TALENT AND CHARACTER
On top of all the talent, Ohtani has an excellent reputation. No scandals. No tabloid stories about his social life. He is overflowing with $20 million in endorsements, more than any other major player. And he could sign the biggest contract in baseball history — the $500 million number has kicked around — if he becomes a free agent after this season.
“He’s very authentic,” said Masako Yamamoto, who lined up outside the Tokyo Dome with her 12-year-old son Shutaro and other family members. Opposite her was a pulsating billboard flashing Ohtani’s image.
“As a human being, he’s polite and very charming and good with people,” she said. ‘He’s special. His personality is so even. He seems to create the atmosphere.”
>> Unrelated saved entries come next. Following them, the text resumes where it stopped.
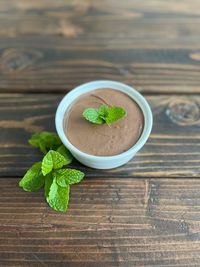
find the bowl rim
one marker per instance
(102, 84)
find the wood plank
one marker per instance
(110, 222)
(54, 47)
(171, 151)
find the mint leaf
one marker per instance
(52, 160)
(115, 114)
(104, 114)
(65, 152)
(103, 111)
(47, 185)
(66, 177)
(92, 115)
(33, 180)
(45, 141)
(58, 197)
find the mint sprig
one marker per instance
(104, 114)
(49, 173)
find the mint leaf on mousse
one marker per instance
(104, 114)
(92, 115)
(65, 152)
(114, 114)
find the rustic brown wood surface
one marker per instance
(143, 214)
(171, 151)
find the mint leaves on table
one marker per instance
(104, 114)
(49, 173)
(45, 141)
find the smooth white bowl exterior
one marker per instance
(101, 162)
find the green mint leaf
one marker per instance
(92, 115)
(48, 183)
(104, 114)
(65, 152)
(33, 180)
(66, 177)
(58, 197)
(52, 160)
(115, 114)
(103, 111)
(45, 141)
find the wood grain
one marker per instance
(54, 47)
(110, 222)
(171, 151)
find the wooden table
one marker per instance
(146, 213)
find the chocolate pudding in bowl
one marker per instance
(103, 145)
(103, 140)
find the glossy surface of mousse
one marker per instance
(103, 140)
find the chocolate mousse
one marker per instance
(103, 140)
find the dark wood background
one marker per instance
(146, 213)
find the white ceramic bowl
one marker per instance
(101, 162)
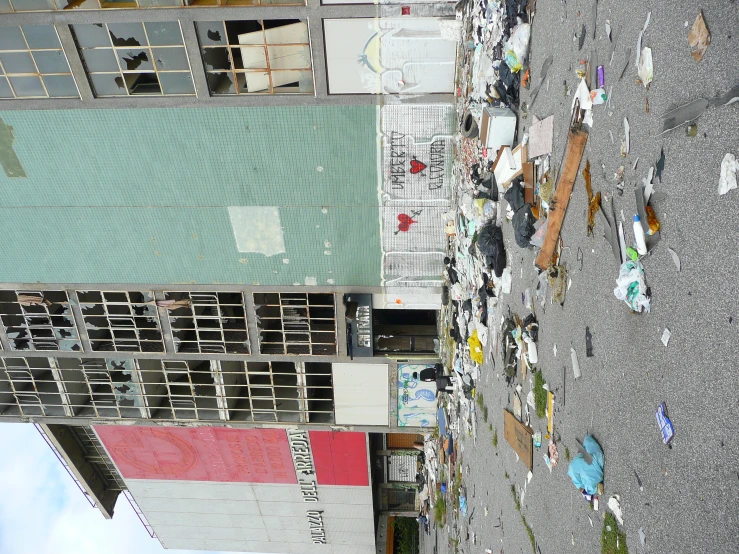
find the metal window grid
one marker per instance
(39, 320)
(121, 321)
(213, 322)
(132, 80)
(53, 5)
(296, 323)
(32, 82)
(224, 64)
(32, 387)
(172, 390)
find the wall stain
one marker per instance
(8, 158)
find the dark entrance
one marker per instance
(404, 331)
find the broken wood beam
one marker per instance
(576, 142)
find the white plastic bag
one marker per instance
(631, 287)
(727, 181)
(517, 47)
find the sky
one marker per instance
(42, 510)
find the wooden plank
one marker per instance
(528, 182)
(520, 438)
(558, 206)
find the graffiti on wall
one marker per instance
(417, 158)
(416, 399)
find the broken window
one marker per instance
(52, 5)
(103, 388)
(256, 57)
(208, 322)
(30, 387)
(129, 59)
(39, 320)
(33, 64)
(296, 323)
(121, 321)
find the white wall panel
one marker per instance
(361, 394)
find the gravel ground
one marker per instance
(690, 501)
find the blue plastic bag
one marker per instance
(584, 475)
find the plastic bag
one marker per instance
(631, 287)
(517, 47)
(475, 348)
(584, 475)
(727, 181)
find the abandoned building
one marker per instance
(225, 233)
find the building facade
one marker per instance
(224, 230)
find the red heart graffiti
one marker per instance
(416, 166)
(405, 222)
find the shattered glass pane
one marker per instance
(28, 86)
(61, 86)
(41, 36)
(100, 60)
(211, 32)
(176, 83)
(216, 58)
(17, 62)
(5, 91)
(108, 85)
(135, 59)
(163, 33)
(90, 36)
(127, 34)
(168, 59)
(12, 39)
(221, 83)
(51, 61)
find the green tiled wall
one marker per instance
(141, 196)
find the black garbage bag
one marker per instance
(490, 244)
(523, 217)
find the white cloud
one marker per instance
(44, 512)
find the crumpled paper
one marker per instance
(727, 181)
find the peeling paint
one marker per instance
(8, 158)
(257, 229)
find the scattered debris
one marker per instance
(631, 287)
(614, 504)
(646, 67)
(675, 258)
(638, 481)
(626, 141)
(660, 165)
(586, 468)
(699, 38)
(727, 181)
(588, 343)
(665, 425)
(639, 39)
(575, 363)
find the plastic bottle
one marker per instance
(641, 245)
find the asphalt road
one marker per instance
(690, 501)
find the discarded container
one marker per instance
(727, 180)
(631, 287)
(517, 47)
(641, 245)
(575, 364)
(665, 425)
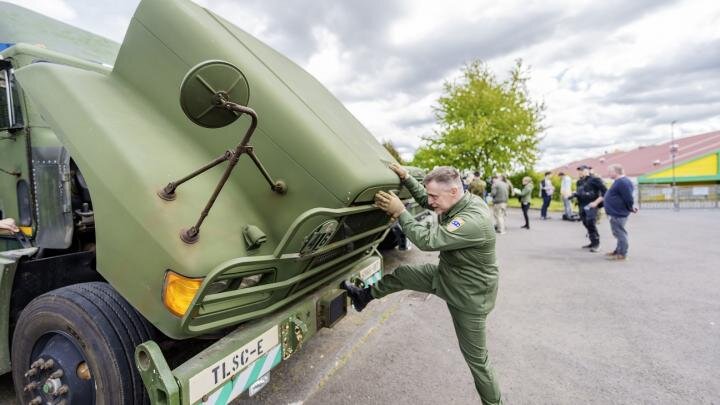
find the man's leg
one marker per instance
(496, 216)
(470, 331)
(501, 217)
(406, 277)
(568, 207)
(585, 222)
(592, 229)
(613, 229)
(621, 235)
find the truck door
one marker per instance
(15, 193)
(34, 180)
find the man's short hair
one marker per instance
(617, 168)
(444, 175)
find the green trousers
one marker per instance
(469, 328)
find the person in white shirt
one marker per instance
(565, 193)
(546, 192)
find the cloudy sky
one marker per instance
(612, 73)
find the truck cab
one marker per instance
(188, 207)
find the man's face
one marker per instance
(441, 197)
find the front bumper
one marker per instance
(292, 325)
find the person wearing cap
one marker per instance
(8, 224)
(589, 192)
(565, 193)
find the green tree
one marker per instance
(485, 124)
(391, 149)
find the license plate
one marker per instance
(371, 273)
(220, 372)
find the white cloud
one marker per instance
(57, 9)
(613, 74)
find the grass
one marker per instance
(536, 203)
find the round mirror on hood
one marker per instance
(205, 87)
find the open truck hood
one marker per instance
(128, 134)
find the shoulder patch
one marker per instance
(454, 224)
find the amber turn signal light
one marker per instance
(179, 291)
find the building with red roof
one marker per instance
(695, 170)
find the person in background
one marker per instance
(565, 193)
(506, 179)
(478, 186)
(546, 192)
(8, 224)
(589, 192)
(499, 192)
(525, 196)
(619, 204)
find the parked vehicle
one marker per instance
(188, 206)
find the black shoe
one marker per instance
(359, 296)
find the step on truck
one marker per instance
(189, 203)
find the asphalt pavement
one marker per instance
(569, 327)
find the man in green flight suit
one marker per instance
(467, 275)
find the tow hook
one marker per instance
(292, 333)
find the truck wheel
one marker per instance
(75, 345)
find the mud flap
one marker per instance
(8, 264)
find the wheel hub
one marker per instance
(59, 374)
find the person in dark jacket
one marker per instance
(619, 203)
(589, 192)
(546, 192)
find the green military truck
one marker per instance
(189, 203)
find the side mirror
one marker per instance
(214, 94)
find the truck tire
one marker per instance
(77, 344)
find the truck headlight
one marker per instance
(179, 291)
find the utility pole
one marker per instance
(673, 152)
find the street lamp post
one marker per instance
(673, 152)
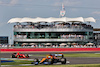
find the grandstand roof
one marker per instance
(51, 19)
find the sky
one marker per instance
(46, 8)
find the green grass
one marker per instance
(75, 65)
(17, 62)
(82, 55)
(74, 55)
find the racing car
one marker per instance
(19, 55)
(50, 59)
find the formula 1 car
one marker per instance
(19, 55)
(50, 59)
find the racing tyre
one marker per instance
(13, 56)
(50, 61)
(63, 60)
(27, 55)
(36, 61)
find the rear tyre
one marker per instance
(27, 55)
(13, 56)
(36, 61)
(63, 60)
(50, 61)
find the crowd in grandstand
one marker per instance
(52, 46)
(61, 25)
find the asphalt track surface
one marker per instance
(72, 60)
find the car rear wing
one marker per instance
(58, 55)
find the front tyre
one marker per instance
(63, 60)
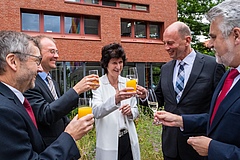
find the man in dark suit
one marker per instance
(222, 140)
(20, 61)
(51, 110)
(201, 76)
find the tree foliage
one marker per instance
(192, 13)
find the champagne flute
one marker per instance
(133, 71)
(96, 73)
(84, 107)
(152, 102)
(132, 78)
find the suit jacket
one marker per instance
(50, 113)
(20, 139)
(196, 98)
(225, 127)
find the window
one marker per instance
(113, 3)
(125, 5)
(73, 0)
(91, 1)
(61, 24)
(91, 25)
(51, 23)
(30, 22)
(126, 28)
(72, 25)
(154, 31)
(141, 7)
(140, 29)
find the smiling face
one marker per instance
(177, 46)
(226, 48)
(49, 55)
(28, 69)
(115, 67)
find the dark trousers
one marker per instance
(124, 148)
(168, 158)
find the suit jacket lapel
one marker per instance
(43, 84)
(170, 82)
(6, 92)
(227, 102)
(196, 69)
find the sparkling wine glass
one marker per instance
(152, 102)
(133, 72)
(132, 78)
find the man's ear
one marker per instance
(12, 61)
(236, 34)
(188, 39)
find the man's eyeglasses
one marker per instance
(38, 58)
(53, 51)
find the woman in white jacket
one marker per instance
(114, 110)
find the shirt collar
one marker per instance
(189, 59)
(16, 92)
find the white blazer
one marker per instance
(106, 115)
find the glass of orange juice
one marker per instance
(84, 107)
(131, 82)
(96, 73)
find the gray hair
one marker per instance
(13, 42)
(229, 11)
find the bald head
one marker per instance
(179, 27)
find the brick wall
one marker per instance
(89, 50)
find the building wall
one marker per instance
(89, 50)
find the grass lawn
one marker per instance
(149, 139)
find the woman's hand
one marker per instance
(124, 94)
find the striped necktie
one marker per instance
(180, 81)
(225, 89)
(29, 110)
(52, 87)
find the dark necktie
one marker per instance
(180, 81)
(226, 86)
(52, 87)
(29, 111)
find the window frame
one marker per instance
(62, 33)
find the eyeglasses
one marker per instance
(53, 51)
(38, 58)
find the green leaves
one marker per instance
(192, 13)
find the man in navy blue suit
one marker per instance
(51, 109)
(20, 61)
(222, 123)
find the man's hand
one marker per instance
(77, 128)
(87, 83)
(168, 119)
(200, 144)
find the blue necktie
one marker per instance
(52, 87)
(180, 81)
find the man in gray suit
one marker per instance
(50, 109)
(199, 79)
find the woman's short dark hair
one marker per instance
(113, 50)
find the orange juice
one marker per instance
(83, 111)
(96, 82)
(131, 83)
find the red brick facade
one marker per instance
(110, 28)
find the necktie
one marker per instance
(29, 111)
(180, 81)
(226, 86)
(52, 87)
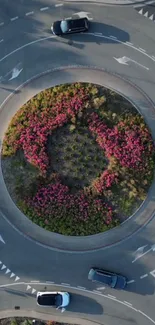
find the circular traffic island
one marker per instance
(78, 159)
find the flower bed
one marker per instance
(90, 154)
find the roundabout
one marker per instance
(46, 63)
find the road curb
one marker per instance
(74, 243)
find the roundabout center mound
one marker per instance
(78, 159)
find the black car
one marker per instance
(70, 26)
(110, 279)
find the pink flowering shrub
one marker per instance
(130, 144)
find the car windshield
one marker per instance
(114, 281)
(58, 301)
(64, 26)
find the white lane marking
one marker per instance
(15, 73)
(86, 290)
(142, 49)
(44, 8)
(143, 276)
(14, 18)
(153, 246)
(129, 43)
(28, 287)
(59, 5)
(12, 274)
(128, 303)
(146, 316)
(153, 273)
(7, 271)
(29, 13)
(54, 36)
(111, 36)
(65, 284)
(26, 45)
(113, 297)
(98, 33)
(131, 281)
(1, 239)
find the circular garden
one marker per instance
(78, 159)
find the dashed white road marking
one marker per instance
(113, 297)
(29, 13)
(44, 8)
(143, 276)
(65, 284)
(14, 18)
(59, 5)
(128, 303)
(131, 281)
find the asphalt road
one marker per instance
(26, 43)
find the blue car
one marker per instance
(107, 278)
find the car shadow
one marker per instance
(85, 305)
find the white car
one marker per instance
(59, 300)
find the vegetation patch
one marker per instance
(78, 159)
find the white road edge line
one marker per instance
(65, 284)
(111, 36)
(14, 18)
(131, 281)
(142, 49)
(29, 13)
(75, 288)
(111, 296)
(143, 276)
(44, 8)
(128, 303)
(59, 5)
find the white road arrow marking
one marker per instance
(125, 59)
(2, 240)
(28, 287)
(7, 271)
(33, 290)
(15, 73)
(12, 274)
(83, 14)
(3, 267)
(149, 250)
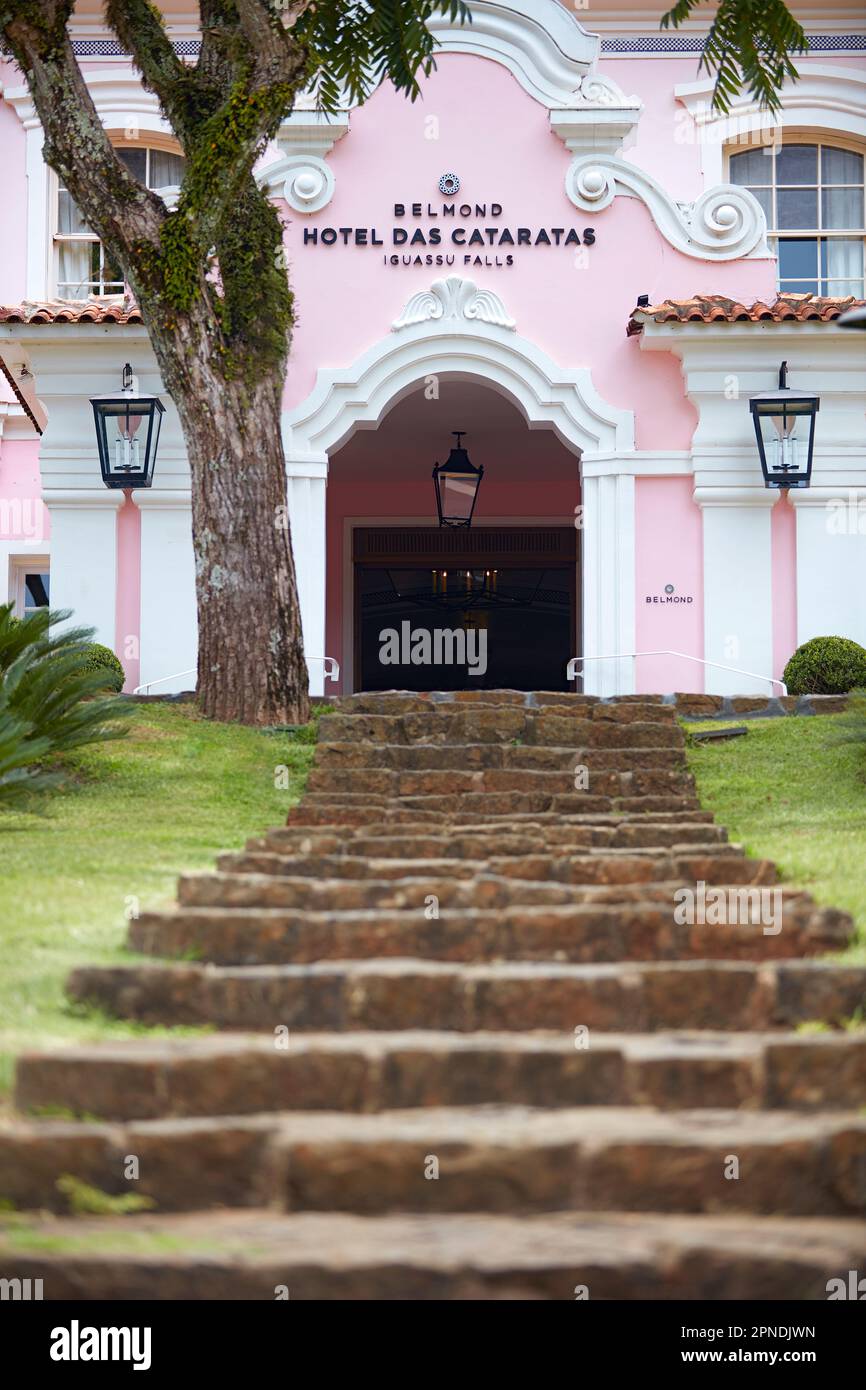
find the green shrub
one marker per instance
(103, 659)
(49, 701)
(826, 666)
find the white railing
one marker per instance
(573, 674)
(330, 663)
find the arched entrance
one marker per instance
(385, 413)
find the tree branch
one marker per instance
(75, 145)
(139, 27)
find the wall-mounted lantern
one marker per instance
(784, 426)
(127, 434)
(456, 484)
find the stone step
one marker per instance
(494, 802)
(656, 729)
(442, 705)
(594, 833)
(509, 1159)
(391, 994)
(540, 786)
(250, 1073)
(628, 875)
(573, 933)
(495, 756)
(312, 1255)
(407, 886)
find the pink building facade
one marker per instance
(560, 252)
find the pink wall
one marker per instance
(22, 514)
(498, 139)
(784, 583)
(669, 549)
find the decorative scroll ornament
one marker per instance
(723, 224)
(455, 298)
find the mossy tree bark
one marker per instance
(211, 285)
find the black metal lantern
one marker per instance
(456, 484)
(127, 435)
(784, 426)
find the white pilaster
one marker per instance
(609, 581)
(830, 563)
(168, 635)
(306, 484)
(84, 556)
(737, 587)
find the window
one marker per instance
(84, 267)
(813, 202)
(29, 588)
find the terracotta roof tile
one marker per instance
(71, 312)
(716, 309)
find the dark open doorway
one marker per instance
(485, 609)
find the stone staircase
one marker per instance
(463, 1048)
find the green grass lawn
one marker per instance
(141, 809)
(794, 791)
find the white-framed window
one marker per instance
(31, 584)
(812, 195)
(84, 267)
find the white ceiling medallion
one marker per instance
(455, 298)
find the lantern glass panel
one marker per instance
(127, 442)
(458, 495)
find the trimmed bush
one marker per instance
(826, 666)
(103, 659)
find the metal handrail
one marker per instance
(572, 673)
(330, 662)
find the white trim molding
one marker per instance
(456, 345)
(453, 298)
(167, 587)
(121, 104)
(540, 42)
(441, 338)
(302, 175)
(726, 223)
(823, 100)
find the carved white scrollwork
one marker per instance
(455, 298)
(307, 184)
(723, 224)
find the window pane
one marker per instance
(841, 166)
(843, 288)
(797, 207)
(798, 259)
(797, 164)
(135, 161)
(166, 170)
(765, 198)
(74, 271)
(752, 167)
(843, 207)
(841, 259)
(68, 218)
(35, 591)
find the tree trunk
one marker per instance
(250, 649)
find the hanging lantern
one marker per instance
(456, 484)
(784, 426)
(127, 434)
Ohtani came from Japan’s regulation baseball system at Hanamaki Higashi High School in northeastern Japan’s largely rural Iwate Prefecture. Blue Jays pitcher Yusei Kikuchi attended the same high school a few years earlier. The military-like system has its critics, but Ohtani makes it look good.
“Ohtani grew up in this Japanese martial arts-inspired training system where you join a baseball team and play year-round,” said Robert Whiting, who has written several books on Japanese baseball and has lived here off and on for 60 years. in an interview last year with The Associated Press.
“Ichiro was probably the best player on the team in his freshman year of high school, but he couldn’t play. He had to do laundry and cook dinner. He would get up in the middle of the night and practice his swing,” Whiting said. ‘Same with Ohtani. He cleaned toilets in high school during his freshman year.
Ohtani is the opposite of Ichiro, who had an edge. The Japanese expression “deru kugi wa utareru'” renders Ichiro: “The nail that sticks up is knocked down.”
In explaining how baseball took root in Japan, Whiting and others have pointed to the importance of an 1896 game in Yokohama between Japanese and Americans. Japan won 29-4 and many of the players came from Samurai families.
The result was front-page news in Japan. The victory is believed to have given Japan confidence as it modernized, emerging from centuries of isolation and showing it could compete with the industrially advanced West.
“Ohtani is the latest of these idols, but he is perhaps even greater than all before him,” said Nakano, the political scientist. He noted that only Ohtani both punches and throws – just like the old-timers used to do, which gives him a unique profile. “It’s ‘Made in Japan’, but now more real than American players.”